But there was a hiccup in this immunity. A teacher explained that an Ord is immune to magic. So if a mage threw mage-fire (magical fire) at them they wouldn't be hurt. But if the mage cast a spell that set a tree or such on fire then the Ord would be burned. If a flame was engulfed in Mage Fire the Ord wouldn't be hurt, regular fire would hurt them. They also had a sensitivity to magic so they could, with training and practice, be able to sense which spell(s) and traps were near. 

But with zero magic in a world full of it they had to become the greatest athletes in that world. Every day they had to run dozens of laps, learn several languages at once and learn all sorts of self-defense techniques. 

Hope this helps. Happy Writing!


----------



## Roc (Aug 15, 2014)

Hainted said:


> I'm just wondering about numbers. Unless you have a huge population there aren't going to be enough Anti-Mages to matter, let alone be prejudiced against. With numbers of 1/1000 people in our modern world there would be around 7 million wizards.

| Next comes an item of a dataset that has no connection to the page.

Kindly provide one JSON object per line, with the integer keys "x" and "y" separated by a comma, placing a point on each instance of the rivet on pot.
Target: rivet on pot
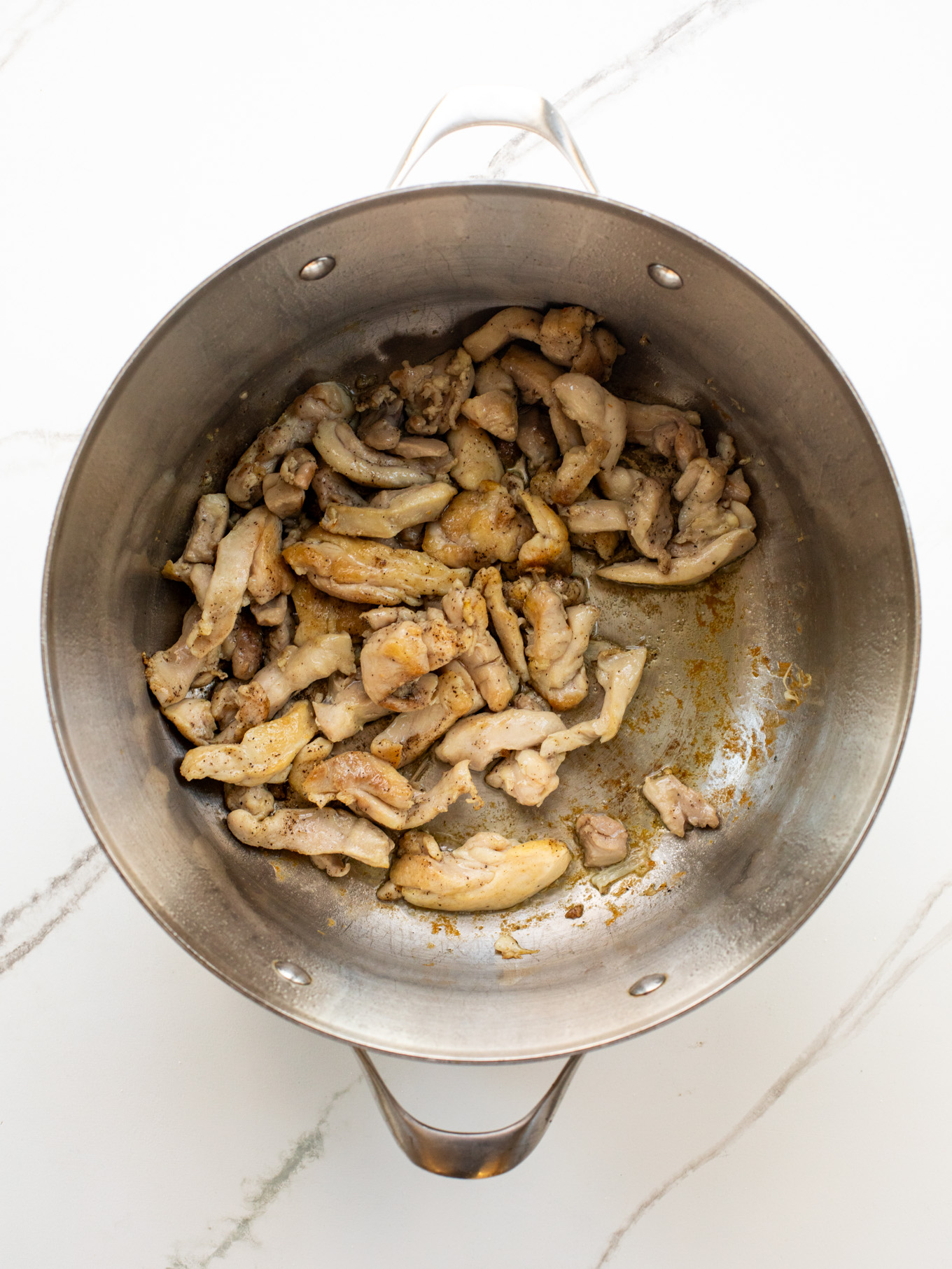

However at ratios of 1/100000 Wizards there would only be 70 anti-wizards in the entire world. This isn't a large enough minority to register for persecution, and imprisonment, and most people would consider them legend or myth to scare young Wizards.
> 
> So once again in order to have 1 Anti-Wizard you need 100000 Wizards which works out to a base population of 100000000 people. Now 1 Anti-Wizard for every 1000 wizards lowers your population ratio to only 1000000 people




You make a really good point and I always love when people do number crunching. Although if his story is in the infancy that it is now, it is simple to change how the numbers work.


----------



## Hainted (Aug 15, 2014)

I'm kinda obsessed with numbers, and can't stop myself from figuring things like this out when I see them. (Also a lot of other people had offered up story suggestions already.)


----------



## evanator66 (Aug 31, 2014)

Thanks for telling me about the math. You actually gave me an idea for the treatment of the MC.


----------



## deilaitha (Sep 1, 2014)

There's really no advice I have to offer beyond what the others have said here, but I thought I'd still tell you that I think it's a really cool notion.


----------



## marcdangerousworlds (Sep 12, 2014)

Even though in a Sci-Fi setting, in the GW 40K world, the 'blanks' are effectively passive 'anti wizards' who are greatly hated and feared by 'magic users'

Blank (Psychic) - Warhammer 40K Wiki - Space Marines, Chaos, planets, and more


----------



## intipablo (Sep 14, 2014)

Nice idea! 
Hope you find some good ideas, I'd like to see more! Those Anti-Mages look like they can do some damage....


----------



## stephenspower (Sep 14, 2014)

The anti-magicians, a very interesting idea if magicians are so common, reminds me of william macy's character in "the cooler," who killed luck. A casino would sit him at a table where someone had a hot hand, and the player's streak of luck would die. 

I can see a lot of great uses for anti-magicians, such as thieves. Consider this: In a world where magic is rife, most security procedures would aim to counteract magical attacks or invasions. But if you could counteract those magical protections without magic, whatever low tech protections also in place (such as locked doors) might be easily overcome. It would be the magical equivalent of assymetrical warfare, that is, why a technological behemoth like the US can easily be defeated by low tech measures because they don't think in low tech terms (and can't because, one, low tech measures are difficult to stop, and, two, high tech measures have much greater budgets and thus more potential for managerial chest puffing).


----------



## Qvadrater (Sep 16, 2014)

Hainted said:


> I'm just wondering about numbers. Unless you have a huge population there aren't going to be enough Anti-Mages to matter, let alone be prejudiced against. With numbers of 1/1000 people in our modern world there would be around 7 million wizards. However at ratios of 1/100000 Wizards there would only be 70 anti-wizards in the entire world. This isn't a large enough minority to register for persecution, and imprisonment, and most people would consider them legend or myth to scare young Wizards.
> 
> So once again in order to have 1 Anti-Wizard you need 100000 Wizards which works out to a base population of 100000000 people. Now 1 Anti-Wizard for every 1000 wizards lowers your population ratio to only 1000000 people



No, you forgot a few zeroes in the number of anti-wizards, so the problem wouldn't be that big on the current earth, but it could very well be in a typical fantasy world which commonly has fewer citizens by several orders of magnitude, making anti-wizards ultra rare.

actual number of anti-wizards: 7 billion / 100k = 70k

The "scaling" of the problem woudln't even be linear if you compared earth to a fantasy world since earth is highly globalized with fast means of transport and communication, allowing anti-wizards to contact each other and be more organized and safe (anonymously over the internet) than in a fantasy world without cars, planes, phones, etc. where they would have to send messages and arrange meetings in ways that could potentially reveal their location, abilities and identities to enemies.


----------